In 1972 Dan Dailey was artist in residence under a Fulbright Fellowship to Italy where he worked at the Venini glass factory on the island of Murano. He has also received fellowships from both the Massachusetts Council on the Arts and the National Endowment for the Arts, and has an Honorary Lifetime Membership to the Glass Art Society. In 2000 he was honored with the Libensky Award, the fifth Artist Series release, by Chateau Ste. Michelle Vineyards & Winery, and in 2001 he was awarded the Masters of the Medium Award by the James Renwick Alliance.
Since 1971 Dailey has participated in over 300 group juried and invitational exhibits and has had numerous one-person exhibitions including a major retrospective at the Renwick Gallery of the Smithsonian Institution.
In the 1980’s Dan Dailey worked with Italian glass maestro Lino Tagliapietra on a collaboration.

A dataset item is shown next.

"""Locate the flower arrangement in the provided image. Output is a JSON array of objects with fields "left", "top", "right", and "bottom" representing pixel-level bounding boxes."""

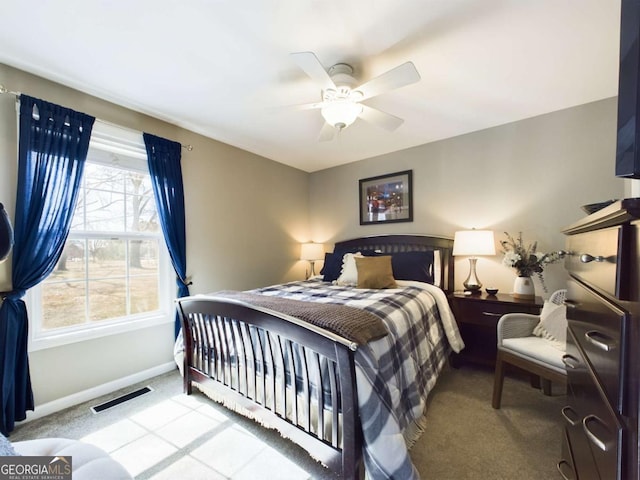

The blown glass vessels that resulted from the collaborative efforts of these two great glass artists are still sought after over twenty years later by contemporary glass collectors. Dailey has completed more than 60 architectural glass installations for corporate headquarters, hospitals, municipalities, a county courthouse, a performing arts center and private residences, which consist of large cast glass murals, bronze and blown glass lamps, sculptural tables, a bronze stair railing, bronze and glass interior gates, exterior residential doors, mosaic framed mirrors, a large scale drawing, a complete dining room and a two ton glass chandelier with three hundred lamps. His work is represented in more than 50 museum and public collections in the United States, Europe, Australia and Japan.